Wednesday, 6 July 2011
Britain is a country with an old blind politician called David Blunkett who asks the question : is state funded care the answer for old men ?
David Blunkett is a remarkable man, a British Labour Party politician and Member of Parliament from 1987 to 2010 he has been blind since birth, came from a poor family in one of Sheffield's most deprived districts. In Tony Blair's Government he held several Offices of State including Home Secretary.
He wrote an article in 'The Daily Mail' yesterday contributing to the debate about care for old people initiated by the Government Dilnott Report. It was entitled :
It's not just about money. What the elderly need is the love and care of their own families
David, who is 12 days older than me, made a number of points, which resonated with me. He said that, when he was a child :
* growing up on a council estate in Sheffield, people were considered old at 50, or even 40.

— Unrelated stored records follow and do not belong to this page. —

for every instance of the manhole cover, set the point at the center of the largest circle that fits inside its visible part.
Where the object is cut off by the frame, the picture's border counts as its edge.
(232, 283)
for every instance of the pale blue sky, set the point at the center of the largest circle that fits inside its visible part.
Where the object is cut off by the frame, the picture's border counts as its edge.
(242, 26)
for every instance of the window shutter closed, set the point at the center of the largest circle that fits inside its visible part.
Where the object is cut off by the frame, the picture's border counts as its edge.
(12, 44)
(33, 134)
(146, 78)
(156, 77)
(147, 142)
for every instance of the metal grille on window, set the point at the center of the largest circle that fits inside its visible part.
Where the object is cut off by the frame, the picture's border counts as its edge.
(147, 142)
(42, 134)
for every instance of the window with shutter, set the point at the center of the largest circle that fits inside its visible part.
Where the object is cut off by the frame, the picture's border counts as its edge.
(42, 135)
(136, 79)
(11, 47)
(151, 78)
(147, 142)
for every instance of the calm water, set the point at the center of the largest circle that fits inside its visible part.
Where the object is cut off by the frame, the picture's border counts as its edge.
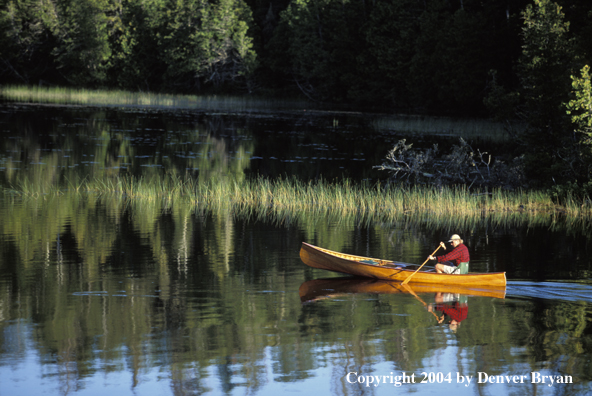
(102, 295)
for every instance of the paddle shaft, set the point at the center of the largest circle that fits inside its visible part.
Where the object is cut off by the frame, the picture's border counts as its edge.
(409, 277)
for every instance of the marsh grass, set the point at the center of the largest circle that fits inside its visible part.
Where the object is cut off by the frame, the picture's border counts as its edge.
(285, 197)
(57, 95)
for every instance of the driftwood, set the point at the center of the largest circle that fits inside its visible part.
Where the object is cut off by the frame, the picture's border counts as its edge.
(462, 166)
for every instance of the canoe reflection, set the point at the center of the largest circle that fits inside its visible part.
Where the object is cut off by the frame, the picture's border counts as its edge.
(450, 306)
(317, 289)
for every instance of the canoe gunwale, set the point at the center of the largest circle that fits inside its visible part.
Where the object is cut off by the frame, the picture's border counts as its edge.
(326, 259)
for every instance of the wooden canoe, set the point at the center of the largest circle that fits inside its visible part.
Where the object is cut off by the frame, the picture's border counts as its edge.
(317, 257)
(318, 289)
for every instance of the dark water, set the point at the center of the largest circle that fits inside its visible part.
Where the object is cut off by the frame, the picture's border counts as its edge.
(103, 295)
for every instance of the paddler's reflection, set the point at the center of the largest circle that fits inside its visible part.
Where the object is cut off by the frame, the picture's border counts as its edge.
(453, 307)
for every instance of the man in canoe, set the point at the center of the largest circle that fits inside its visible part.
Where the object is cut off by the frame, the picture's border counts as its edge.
(455, 262)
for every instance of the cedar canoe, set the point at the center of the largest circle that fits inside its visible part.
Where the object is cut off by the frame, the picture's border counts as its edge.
(317, 257)
(318, 289)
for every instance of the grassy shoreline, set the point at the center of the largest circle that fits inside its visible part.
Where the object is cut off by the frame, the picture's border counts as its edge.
(291, 196)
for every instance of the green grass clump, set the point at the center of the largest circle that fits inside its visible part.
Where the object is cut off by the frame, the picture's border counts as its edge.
(343, 197)
(57, 95)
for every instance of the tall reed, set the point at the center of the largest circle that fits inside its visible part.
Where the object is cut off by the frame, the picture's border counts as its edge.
(343, 197)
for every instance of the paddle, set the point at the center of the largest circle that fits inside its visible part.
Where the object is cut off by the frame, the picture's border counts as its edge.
(409, 277)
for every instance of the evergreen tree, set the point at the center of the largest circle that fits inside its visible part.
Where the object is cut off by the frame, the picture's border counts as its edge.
(544, 70)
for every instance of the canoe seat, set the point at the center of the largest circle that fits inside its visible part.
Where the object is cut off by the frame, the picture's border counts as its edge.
(464, 268)
(370, 262)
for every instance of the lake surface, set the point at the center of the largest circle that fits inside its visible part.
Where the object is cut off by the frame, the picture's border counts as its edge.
(106, 295)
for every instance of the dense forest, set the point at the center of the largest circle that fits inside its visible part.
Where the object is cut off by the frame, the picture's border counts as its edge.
(509, 59)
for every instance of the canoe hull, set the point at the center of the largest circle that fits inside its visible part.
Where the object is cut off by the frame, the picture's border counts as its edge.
(317, 257)
(318, 289)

* his Mum and Dad had false teeth by the time they were 40 and it was an era where the recommendation was : ‘Best have them all out to avoid toothache’.
* people seemed to shuffle along the streets, partly because of the crippling jobs they did at the time and perhaps also because of the lack of proper nutrition and good health care in those days.
* people feared growing old and having to leave work because it meant they would have neither the income nor the wherewithal to keep up a decent standard of living.
* the average life span after leaving work was as little as 18 months because not only were men physically worn out from working in heavy industry, but retirement meant the loss of all they had known in life.
* peoples' jobs had been all-consuming, the hours crippling and the outlook for enjoying retirement was very bleak indeed.
He went on to make the point that 'in those days, the elderly had something that is missing for so many today: they had the care of their family' and that :
* families looked after one another, family members lived close to each other and gave support when it was needed.
* neighbours, too, chipped in if necessary and older people were not generally seen as a burden.
* this is no longer the case and today, far too many of our elderly and incapacitated are sent off to homes, where they live out their final days all but forgotten by their family.
This is one of the most crucial reasons why we need a serious debate about growing old; about working longer and how we manage to sustain our income in retirement.
Yesterday’s report from the economist Andrew Dilnot was a contribution to that debate but disappointingly, his recommendations seem heavily weighted towards the funding of residential care.
Can this really be the right approach? Shouldn’t we be endeavouring to keep people out of residential care and nursing homes for as long as possible?